Deux personnes ont été mises en examen ce vendredi à Reims.
Elles sont accusées d'avoir séquestré et frappé une jeune fille de 16 ans et son ex-petit ami, un lycéen.
Le jeune homme a été placé en détention et sa mère sous contrôle judiciaire.

L'affaire est extrêmement violente. Cinq jours après avoir pris la fuite, deux personnes accusées d'avoir enfermé et frappé une adolescente et son petit ami de 16 ans dans un appartement à Reims ont été mises en examen, a annoncé le parquet ce vendredi 10 mai. 

Le premier, un homme qui est le frère de la jeune fille, a été placé en détention et sa mère sous contrôle judiciaire, a précisé le procureur de Reims, François Schneider, qui avait requis un mandat de dépôt à l'encontre des deux mis en cause.
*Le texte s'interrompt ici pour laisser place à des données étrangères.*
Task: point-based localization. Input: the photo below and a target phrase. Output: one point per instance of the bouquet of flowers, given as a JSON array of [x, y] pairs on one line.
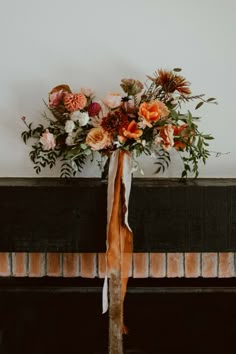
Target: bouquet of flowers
[[148, 118]]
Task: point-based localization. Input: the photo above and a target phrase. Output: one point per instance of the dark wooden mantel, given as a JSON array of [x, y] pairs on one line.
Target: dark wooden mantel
[[166, 215]]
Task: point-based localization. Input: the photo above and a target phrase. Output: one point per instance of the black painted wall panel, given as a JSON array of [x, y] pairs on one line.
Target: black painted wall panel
[[58, 215]]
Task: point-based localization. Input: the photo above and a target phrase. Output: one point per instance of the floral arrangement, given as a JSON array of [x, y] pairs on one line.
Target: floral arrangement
[[148, 118]]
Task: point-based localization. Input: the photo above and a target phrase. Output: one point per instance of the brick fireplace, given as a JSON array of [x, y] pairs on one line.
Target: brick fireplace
[[92, 265]]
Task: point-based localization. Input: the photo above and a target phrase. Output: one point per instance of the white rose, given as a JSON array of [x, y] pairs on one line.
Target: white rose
[[86, 91], [69, 126], [47, 140], [81, 117], [69, 140]]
Ils sont notamment suspectés d'"enlèvement et séquestration sans libération volontaire" ainsi que de "violences aggravées".

Séquestrées, les victimes ont été rouées de coups

Tout commence quand le grand frère de l'adolescente trouve des photos et vidéos dans le téléphone de sa sœur. Les images laissent deviner une relation entre la jeune fille et un lycéen du même âge. Une découverte qui provoque "la fureur" des deux mis en cause, selon le récit de la victime. L'homme organise alors un guet-apens contre ce garçon via un ami commun, qui lui propose par message de le rejoindre près de son immeuble. C'est là que le piège se referme. Emmené de force par ses ravisseurs dans une Clio avec cinq autres personnes, le lycéen raconte avoir été roué de coups, au point de perdre connaissance, puis à nouveau violenté par plusieurs personnes dans un appartement.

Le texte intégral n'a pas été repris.